West Texas Intermediate slid for a second day as investors remained cautious ahead of Ben Bernankes statement to Congress later today. The American Petroleum Institutes weekly report yesterday showed a drop in crude oil inventories, which however was much lower than the preceding two weeks. Gasoline and distillate fuel stockpiles rose.
On the New York Mercantile Exchange, WTI crude for September delivery traded at $105.11 at 7:52 GMT, down 0.55% on the day. Prices held range between days high of $105.68 and low at $104.89, which was hit during early European trading. The U.S. benchmark settled more than 0.5% lower yesterday, extending this weeks decline to nearly 1.2%.
Meanwhile on the ICE, Brent oil for August delivery marked a 0.42% daily decline, trading at $107.69 per barrel at 7:52 GMT. Prices ranged between days high and low of $108.11 and $107.52 per barrel respectively. The European benchmark settled at a 3-1/2-month high yesterday as U.S. gasoline prices surged to four-month highs, contributing 2/3 of the advance in CPI. However, Brent is so far marking a 1.39% weekly decline after gaining more than 6.8% during the preceding two.
The American Petroleum Institute said in its weekly oil reserves report yesterday that last week U.S. crude stockpiles fell for a third straight week as refineries boosted output. However, the drop was much lower than the previous two weeks, which recorded an all-time high. API said Crude Oil Inventories fell by 2.6 million barrels to 371.056 million. U.S. gasoline reserves increased by 2.6 million barrels, while distillate fuel stockpiles added 3.8 million barrels.
However, the industry-funded American Petroleum Institutes report is considered as less reliable than EIAs statistics as it is based on voluntary information from operators of refineries, bulk terminals and pipelines. The Energy Information Administration is scheduled to release its report today at 14:30 GMT. According to a Bloomberg survey, the EIA should report crude reserves have fallen by 2 million barrels last week. Gasoline inventories probably dropped by 1.5 million barrels, while distillate fuel inventories are expected to have risen by 1.5 million barrels. U.S. Crude Oil Inventories dropped by 20.2 million barrels to 373.9 million in the 14 days ending July 5.
Ric Spooner, a chief market analyst at CMC Markets in Sydney, said for Bloomberg: “Current prices are high given the underlying supply and demand fundamentals.
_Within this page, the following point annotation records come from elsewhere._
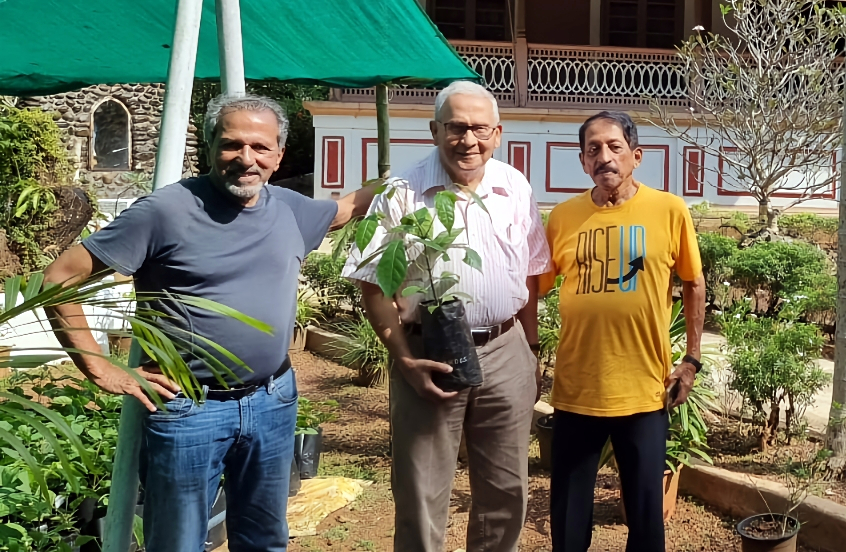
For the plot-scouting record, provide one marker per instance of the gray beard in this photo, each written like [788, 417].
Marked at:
[245, 192]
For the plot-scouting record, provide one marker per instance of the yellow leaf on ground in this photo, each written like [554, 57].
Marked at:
[317, 499]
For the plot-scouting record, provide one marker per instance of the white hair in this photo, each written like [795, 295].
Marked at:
[247, 102]
[467, 88]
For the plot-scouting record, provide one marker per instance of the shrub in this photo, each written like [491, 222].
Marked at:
[809, 226]
[335, 293]
[311, 414]
[716, 251]
[549, 324]
[815, 300]
[363, 351]
[772, 365]
[777, 268]
[45, 525]
[33, 160]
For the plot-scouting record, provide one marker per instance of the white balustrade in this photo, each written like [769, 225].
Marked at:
[563, 76]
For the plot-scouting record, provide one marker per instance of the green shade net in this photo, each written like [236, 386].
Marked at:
[51, 46]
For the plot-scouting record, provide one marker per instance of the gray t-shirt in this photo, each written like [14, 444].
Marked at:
[190, 238]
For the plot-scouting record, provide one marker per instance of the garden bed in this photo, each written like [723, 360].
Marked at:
[357, 446]
[735, 447]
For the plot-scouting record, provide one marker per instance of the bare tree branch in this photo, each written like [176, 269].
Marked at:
[767, 100]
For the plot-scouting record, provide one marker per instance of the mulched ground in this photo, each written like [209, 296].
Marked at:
[357, 446]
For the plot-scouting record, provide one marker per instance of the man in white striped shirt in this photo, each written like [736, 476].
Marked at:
[427, 422]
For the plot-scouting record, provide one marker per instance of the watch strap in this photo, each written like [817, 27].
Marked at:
[693, 361]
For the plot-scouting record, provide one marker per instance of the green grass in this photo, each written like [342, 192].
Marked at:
[342, 465]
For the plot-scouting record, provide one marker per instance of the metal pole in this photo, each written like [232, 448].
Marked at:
[177, 102]
[123, 495]
[230, 47]
[836, 433]
[383, 131]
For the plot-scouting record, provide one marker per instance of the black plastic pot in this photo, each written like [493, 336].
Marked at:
[217, 522]
[447, 338]
[307, 449]
[750, 542]
[543, 430]
[294, 484]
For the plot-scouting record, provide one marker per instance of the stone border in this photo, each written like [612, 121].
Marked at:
[324, 343]
[739, 495]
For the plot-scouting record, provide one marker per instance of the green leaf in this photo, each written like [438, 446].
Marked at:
[366, 231]
[421, 220]
[12, 531]
[472, 259]
[33, 285]
[392, 268]
[29, 460]
[411, 290]
[13, 287]
[445, 207]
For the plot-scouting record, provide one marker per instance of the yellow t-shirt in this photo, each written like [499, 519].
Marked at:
[615, 302]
Were probably going to need to see sustained weakness in the U.S. dollar or a deterioration in the Middle East to sustain significantly higher prices from here.”
Market players remained spooked and await Ben Bernankes two-day testimony to Congress to gain further information about Feds future intentions regarding Quantitative Easing. Shifting expectations of an earlier-than-expected deceleration of the monetary easing program have been the main factor to determine the dollars strength, thus pushing commodities up and down. The dollar index, which measures the greenback’s performance against six major peers, settled lower yesterday, extending this weeks decline to 0.32% after falling 1.87% the preceding week. On Wednesday, the dollar index for September settlement traded at 82.84 at 7:48 GMT, up 0.26% on the day, which pressured oil. The U.S. currency gauge ranged between days high and low of 82.91 and 82.59.
Meanwhile, Egyptian political unrest also remained in investors focus as the Muslim Brotherhood’s Freedom and Justice Party that supported ousted Islamist President Mohamed Mursi referred to the newly formed Cabinet as “illegitimate” and formed “over the blood of martyrs”. An Islamist coalition called for mass protests today under the slogan “Insistence”.
Apart from Bernanke’s testimony and crude reserves, market players will also be keeping an eye on the remaining U.S. data for the week to gauge the U.S. economy’s recovery pace. On Wednesday, Building Permits and Housing starts will provide data about the U.S. construction sector. The Labor Department will release Initial Jobless Claims on Thursday. The number of people who have filed for unemployment payments is expected to have dropped by 20 000 to 340 000 after last week an unexpected surge to 360 000 supported Bernanke’s statement that the U.S. labor market is still fragile.